Even though every frequency in white noise has the same amplitude, the human brain is known to be more attuned to higher frequencies—so higher-pitched sounds in white noise may seem slightly louder than their low-pitched counterparts. In other words, some people might think white noise sounds too tinny or whiny to be soothing. So audio engineers have created a variety of other types of noise that help mute that effect.

Pink noise is also a combination of all audible frequencies, but the amplitudes of the frequencies decrease as the frequencies increase. The result is a deeper, softer stream of noise that sounds a little like a rainstorm. The amplitudes in brown noise are lowered even more, giving it a bassy, rumbling tone. Brown noise, by the way, has nothing to do with the color—its namesake is Robert Brown, a 19th-century Scottish botanist who studied the random, ceaseless motion of microscopic particles. (That motion is known as “Brownian motion,” and brown noise is also sometimes called “Brownian noise.”)

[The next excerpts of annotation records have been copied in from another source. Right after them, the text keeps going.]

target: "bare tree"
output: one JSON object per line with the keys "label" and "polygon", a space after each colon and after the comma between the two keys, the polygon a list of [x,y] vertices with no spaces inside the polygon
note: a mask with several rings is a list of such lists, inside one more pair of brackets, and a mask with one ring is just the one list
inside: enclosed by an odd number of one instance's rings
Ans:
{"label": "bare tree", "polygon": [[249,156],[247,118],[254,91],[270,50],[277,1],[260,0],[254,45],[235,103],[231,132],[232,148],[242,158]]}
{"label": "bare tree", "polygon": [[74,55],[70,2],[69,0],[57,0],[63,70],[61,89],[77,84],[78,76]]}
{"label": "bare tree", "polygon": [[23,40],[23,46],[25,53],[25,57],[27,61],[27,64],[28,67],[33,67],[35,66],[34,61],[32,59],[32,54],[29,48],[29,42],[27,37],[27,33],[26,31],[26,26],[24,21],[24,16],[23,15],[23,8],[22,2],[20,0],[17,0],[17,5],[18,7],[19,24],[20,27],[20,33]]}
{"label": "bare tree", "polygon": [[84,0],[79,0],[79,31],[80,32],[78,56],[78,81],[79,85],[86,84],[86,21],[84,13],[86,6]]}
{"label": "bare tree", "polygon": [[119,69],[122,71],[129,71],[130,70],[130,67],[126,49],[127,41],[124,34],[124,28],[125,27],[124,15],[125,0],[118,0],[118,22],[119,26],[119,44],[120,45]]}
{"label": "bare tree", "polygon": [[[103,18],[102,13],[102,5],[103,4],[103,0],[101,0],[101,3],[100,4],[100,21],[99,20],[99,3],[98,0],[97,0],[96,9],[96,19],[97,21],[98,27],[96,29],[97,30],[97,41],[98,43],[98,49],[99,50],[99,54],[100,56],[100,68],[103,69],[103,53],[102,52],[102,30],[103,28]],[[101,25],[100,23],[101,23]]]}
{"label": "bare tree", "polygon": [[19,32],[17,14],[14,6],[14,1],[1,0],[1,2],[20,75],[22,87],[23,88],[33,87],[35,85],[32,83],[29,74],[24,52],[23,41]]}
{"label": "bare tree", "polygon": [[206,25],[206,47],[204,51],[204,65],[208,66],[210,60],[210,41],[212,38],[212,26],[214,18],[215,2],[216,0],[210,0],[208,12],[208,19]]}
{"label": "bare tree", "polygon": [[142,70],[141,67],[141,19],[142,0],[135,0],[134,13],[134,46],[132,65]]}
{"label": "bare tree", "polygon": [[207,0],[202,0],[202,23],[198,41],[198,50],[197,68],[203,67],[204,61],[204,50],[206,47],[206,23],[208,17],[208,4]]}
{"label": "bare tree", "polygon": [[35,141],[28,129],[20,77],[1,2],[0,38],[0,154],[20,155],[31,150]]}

Can White Noise Really Help You Sleep?

While some small studies have suggested that white noise (or other colored noises) can help you drift off to dream land and stay there, it really depends on the person. “Biologically, you don’t need this [sound] to sleep,” Michael Grandner, director of the University of Arizona’s Sleep and Health Research Program, told TIME. “And if you use it every night, you can get so used to it that you can’t sleep without it.”

That said, white noise can definitely help block out other sounds that wake you up or keep you from falling asleep in the first place. As the Sleep Foundation explains, the reason a creaky stair or car alarm might cause you to stir is less about how loud that sound is and more about how sudden or inconsistent it is. Since white noise is continuous—and incorporates all detectable frequencies already—other sounds get lost in it.